Türker, U.C. and Hierons, R.M. and Mousavi, M.R. and El-Fakih, K. (2025) Efficient state identification for finite state machine-based testing. IEEE Transactions on Software Engineering, 51 (11): 11. pp. 2996-3012. ISSN 0098-5589
Full text not available from this repository.Abstract
The practice of testing software systems modelled as Finite State Machines (FSMs) has garnered significant attention owing to its simplicity. In FSM-based testing, the tester derives a test suite from the FSM model representing the system’s specification. Subsequently, this test suite is executed against the implementation, and the tester uses the output to decide whether the implementation conforms to the specification. Often, a test suite generation technique requires input sequences to check whether the FSM is in the intended state.

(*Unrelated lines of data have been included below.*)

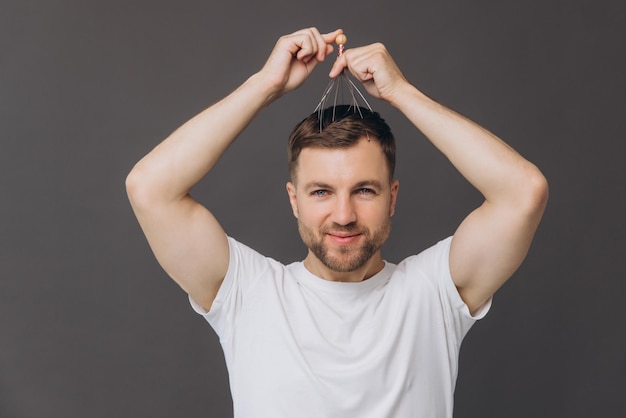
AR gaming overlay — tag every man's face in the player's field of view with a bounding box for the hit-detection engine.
[287,138,398,273]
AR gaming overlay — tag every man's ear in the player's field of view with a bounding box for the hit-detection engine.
[389,180,400,218]
[287,181,298,219]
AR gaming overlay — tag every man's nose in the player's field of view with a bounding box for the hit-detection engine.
[333,195,356,225]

This task is referred to as state identification and is often carried out using a set of input sequences called a characterising set. Even though the use of characterising sets simplifies testing, they require a reliable reset or reset sequence and additional transfer sequences. Unfortunately, resetting the underlying system can be costly or may entail manual configuration. In addition, transfer sequences do not directly contribute to testing. This work introduces a class of characterising sets (Ordered Characterising Sets (O-WSets)) that avoid using resets or transfers by design. We show that checking the existence of such a characterising set is NP-complete. We introduce the notion of bounded O-WSets (BO-WSets), which are types of O-WSets that limit transfer usage, and give an algorithm that constructs these. In experiments, on average, the proposed approach led to reductions in the number of resets (95% for real FSMs; 99.73% for synthetic FSMs), the number of transfer inputs (53% for real FSMs; 63.3% for synthetic FSMs) and the number of inputs in state identification sequences (50% for real FSMs; 66.6% for synthetic FSMs). Additionally, the proposed algorithm reduced the time and memory required to derive state identification sequences by 85% and 23%, respectively. Finally, the approach led to test suites with 49.3% fewer sequences and 33.3% fewer inputs on average.